GFDRR / thinkhazard_processing

Think Hazard: Overcome Risk - Processing module
0 stars 1 forks source link

harvesting based on dates #28

Open fvanderbiest opened 8 years ago

fvanderbiest commented 8 years ago

Harvesting http://45.55.174.20/api/layers/264/ fields (chronologically ordered):

"creation_date":     "2015-11-03T07:20:00",
"publication_date":  "2015-11-03T07:20:00",
"date": "2015-11-03T07:20:00",
"date_type": "publication",
"metadata_update_date": "2015-12-16T16:01:18.182183",
"csw_insert_date":   "2015-12-16T16:01:18.213792",
"data_update_date":  "2015-12-22T04:49:14.909047",

I find it counter-intuitive that data_update_date > metadata_update_date

We have to take this into account for our geonode harvesting process. We don't want to miss when a data was last updated. Yet, if we harvest GeoNode with &metadata_update_date__gte=2015-05-30T13:00:00 this kind of thing might happen.
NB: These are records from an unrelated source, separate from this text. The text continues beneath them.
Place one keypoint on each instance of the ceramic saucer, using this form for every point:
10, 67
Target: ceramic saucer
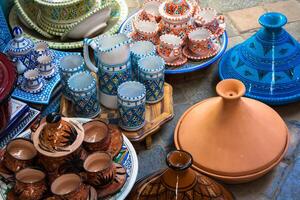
116, 185
34, 90
193, 56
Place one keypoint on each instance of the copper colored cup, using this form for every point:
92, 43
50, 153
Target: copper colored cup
19, 154
96, 136
99, 169
30, 184
70, 186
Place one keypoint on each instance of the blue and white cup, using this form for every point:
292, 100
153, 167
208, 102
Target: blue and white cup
152, 75
84, 95
68, 66
132, 105
140, 49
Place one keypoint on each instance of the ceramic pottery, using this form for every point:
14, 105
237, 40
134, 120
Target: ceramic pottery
113, 65
68, 66
145, 30
179, 181
19, 154
21, 49
208, 18
131, 103
70, 186
170, 47
202, 43
151, 74
217, 131
46, 66
267, 63
5, 35
140, 49
99, 169
8, 77
32, 82
96, 136
83, 89
30, 184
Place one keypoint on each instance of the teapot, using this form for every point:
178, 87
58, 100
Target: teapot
113, 65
fvanderbiest commented 8 years ago

@ingenieroariel do you see what I mean here ?

fvanderbiest commented 8 years ago

Well, that's not so important if data_update_date > metadata_update_date.
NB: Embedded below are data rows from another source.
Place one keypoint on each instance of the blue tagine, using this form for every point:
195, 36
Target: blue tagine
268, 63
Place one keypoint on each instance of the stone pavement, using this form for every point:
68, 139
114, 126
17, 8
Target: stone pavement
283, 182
We can imagine that our harvesting process will perform two queries to GeoNode (instead of just one, as I originally thought):

If query A fetches records, we have to update the corresponding Layer record in our database, and set the related HazardSet:complete, HazardSet:processed to false.
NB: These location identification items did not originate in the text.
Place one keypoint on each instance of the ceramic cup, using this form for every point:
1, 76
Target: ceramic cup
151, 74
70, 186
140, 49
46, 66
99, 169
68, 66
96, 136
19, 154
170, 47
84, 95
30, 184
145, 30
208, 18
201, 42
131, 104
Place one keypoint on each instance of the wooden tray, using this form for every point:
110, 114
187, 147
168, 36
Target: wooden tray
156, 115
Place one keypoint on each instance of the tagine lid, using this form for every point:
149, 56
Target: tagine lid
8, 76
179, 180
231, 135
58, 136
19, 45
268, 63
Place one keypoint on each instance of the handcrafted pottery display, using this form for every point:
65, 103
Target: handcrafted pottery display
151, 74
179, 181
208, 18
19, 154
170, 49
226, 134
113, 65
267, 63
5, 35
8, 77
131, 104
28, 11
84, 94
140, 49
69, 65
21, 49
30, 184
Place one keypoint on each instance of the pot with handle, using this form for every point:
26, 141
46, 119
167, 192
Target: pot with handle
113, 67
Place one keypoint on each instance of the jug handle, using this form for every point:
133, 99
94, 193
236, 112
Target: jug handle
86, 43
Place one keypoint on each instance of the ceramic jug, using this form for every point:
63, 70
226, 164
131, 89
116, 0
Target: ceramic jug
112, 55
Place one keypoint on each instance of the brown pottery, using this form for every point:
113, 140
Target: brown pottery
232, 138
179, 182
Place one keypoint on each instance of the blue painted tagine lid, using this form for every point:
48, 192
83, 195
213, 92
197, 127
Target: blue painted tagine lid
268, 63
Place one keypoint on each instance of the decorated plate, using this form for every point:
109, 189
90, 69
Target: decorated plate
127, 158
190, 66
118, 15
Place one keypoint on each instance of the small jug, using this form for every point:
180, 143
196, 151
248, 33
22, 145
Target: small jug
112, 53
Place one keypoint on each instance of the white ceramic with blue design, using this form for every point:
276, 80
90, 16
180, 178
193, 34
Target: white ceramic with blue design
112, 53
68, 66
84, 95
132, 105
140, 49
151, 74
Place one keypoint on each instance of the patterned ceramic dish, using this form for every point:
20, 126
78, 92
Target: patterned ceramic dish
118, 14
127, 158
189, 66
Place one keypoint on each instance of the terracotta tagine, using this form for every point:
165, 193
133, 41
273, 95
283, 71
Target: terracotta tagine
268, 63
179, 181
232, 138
If query B fetches records, we have to set Layer:downloaded, HazardSet:complete, HazardSet:processed to false.

ingenieroariel commented 8 years ago

Reading this now I think we need to check on the geonode side if those dates are correct.

I'll look at it next week and post here an update.

fvanderbiest commented 8 years ago

I'll look at it next week and post here an update.

Thanks Ariel !

fvanderbiest commented 8 years ago

Ping @ingenieroariel : can you confirm that data_update_date and metadata_update_date are independant in GeoNode ? Thanks.